There’s a lot here that (surprise!) casts program leadership as out of touch with trainee experiences. And while some of the headline summaries of iCOMPARE noted that most trainees were happy with both systems, dissatisfaction rates of up to 30% seen in flexible programs are unacceptable.

Say it on rounds

When it's late March and the wards are still filled with pneumonia 

Blame the snow, but prescription opioids aren't helping. Laboratory and clinical research increasingly tie opioids to immunosuppression. A nested case-control study of 1,200 prescription opioid users in a Tennessee Medicaid database found that users were at 65% greater risk of developing pneumococcal disease compared to matched controls. High and long-acting opioid doses placed users at greater risk.   
Annals

When your senior resident offers to pre-round so that you can sleep in

Dream on. But sometimes help does come from unexpected places: a prospective cohort that brought blood pressure (BP) management to the barbershop achieved effective BP control in 64% of black male patrons vs. 12% of controls.

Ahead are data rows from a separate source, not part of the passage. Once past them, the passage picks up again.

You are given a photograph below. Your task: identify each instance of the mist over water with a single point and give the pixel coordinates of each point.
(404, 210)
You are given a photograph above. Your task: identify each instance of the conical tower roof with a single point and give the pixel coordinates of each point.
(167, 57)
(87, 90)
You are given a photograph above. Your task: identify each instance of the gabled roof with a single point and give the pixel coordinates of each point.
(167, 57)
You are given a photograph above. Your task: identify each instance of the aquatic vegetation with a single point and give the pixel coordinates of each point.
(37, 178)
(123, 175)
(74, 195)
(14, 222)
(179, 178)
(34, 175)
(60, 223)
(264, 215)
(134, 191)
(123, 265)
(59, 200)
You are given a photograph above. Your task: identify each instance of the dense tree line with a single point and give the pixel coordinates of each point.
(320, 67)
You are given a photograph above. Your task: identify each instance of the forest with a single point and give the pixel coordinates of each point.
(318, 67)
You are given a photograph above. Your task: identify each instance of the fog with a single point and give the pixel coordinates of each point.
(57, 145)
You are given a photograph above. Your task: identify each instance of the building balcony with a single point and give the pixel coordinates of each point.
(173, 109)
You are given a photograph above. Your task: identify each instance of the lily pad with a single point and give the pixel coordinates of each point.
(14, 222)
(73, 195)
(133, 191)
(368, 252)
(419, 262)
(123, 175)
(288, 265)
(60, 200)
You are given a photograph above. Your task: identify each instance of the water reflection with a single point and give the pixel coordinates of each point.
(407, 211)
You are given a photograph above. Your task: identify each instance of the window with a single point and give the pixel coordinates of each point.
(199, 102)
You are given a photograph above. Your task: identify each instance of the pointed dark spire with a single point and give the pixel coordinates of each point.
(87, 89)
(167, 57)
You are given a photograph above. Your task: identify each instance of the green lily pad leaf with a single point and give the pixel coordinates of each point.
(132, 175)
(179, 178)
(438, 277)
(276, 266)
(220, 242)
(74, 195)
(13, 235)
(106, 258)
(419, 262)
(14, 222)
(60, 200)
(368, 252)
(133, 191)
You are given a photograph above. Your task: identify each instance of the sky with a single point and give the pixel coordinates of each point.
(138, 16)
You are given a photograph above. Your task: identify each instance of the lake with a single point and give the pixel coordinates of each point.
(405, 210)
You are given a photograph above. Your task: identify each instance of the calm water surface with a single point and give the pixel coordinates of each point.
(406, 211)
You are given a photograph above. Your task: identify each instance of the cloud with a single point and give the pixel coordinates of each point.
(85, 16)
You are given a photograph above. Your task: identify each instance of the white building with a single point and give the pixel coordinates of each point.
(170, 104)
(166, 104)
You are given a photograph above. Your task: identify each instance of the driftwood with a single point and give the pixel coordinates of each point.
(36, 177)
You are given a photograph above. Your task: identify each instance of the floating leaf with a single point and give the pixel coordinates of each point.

The intervention group met with pharmacists who prescribed and adjusted antihypertensive meds at black-owned barbershops throughout the Los Angeles area. Both accessibility and community engagement – participants made posters about their experiences that were hung at barbershops – were identified as key factors in the stunning trial results.
NEJM

When it's the morning after Match Day, and the smell of alcohol makes your stomach churn

You'll be surprised to learn that ED patients had a different experience. A single-center RCT of 120 ED patients with nausea found that the smell of isopropyl alcohol improved patient nausea scores compared to oral ondansetron (Zofran) alone. Intravenous ondansetron was not tested. If the findings hold in further studies, you may see alcohol aromatherapy as a fast and cheap solution to a common ED complaint. 
Ann Emerg Med

Brush up

A-hem

Chronic cough affects over 12% of the public and just about everyone in your walk-in clinic. Screen first for common triggers like smoking, meds, environmental exposures, and underlying lung disease, then move on to the big 3: asthma, postnasal drip, and acid reflux. Opt for empiric treatment with inhaled steroids or proton pump inhibitors (PPIs) before ordering additional tests to hunt for rare causes. There is growing conviction in the field that unexplained chronic cough is its own disorder that stems from cough reflex hyper-responsiveness. Expert more research soon.

Get meta

With empiric PPIs in chronic cough. Controlled trials have mostly failed to show efficacy, but a 2013 analysis of 9 trials found a benefit for PPIs in patients with abnormal esophageal acid exposure compared to controls. Since most chronic coughers have normal esophageal acid levels, the data for acid suppression remains underwhelming. 

What your science fiction friends are talking about

Two years after returning from a year spent in space, Scott Kelly's gene expression remains significantly different than his earthbound identical twin.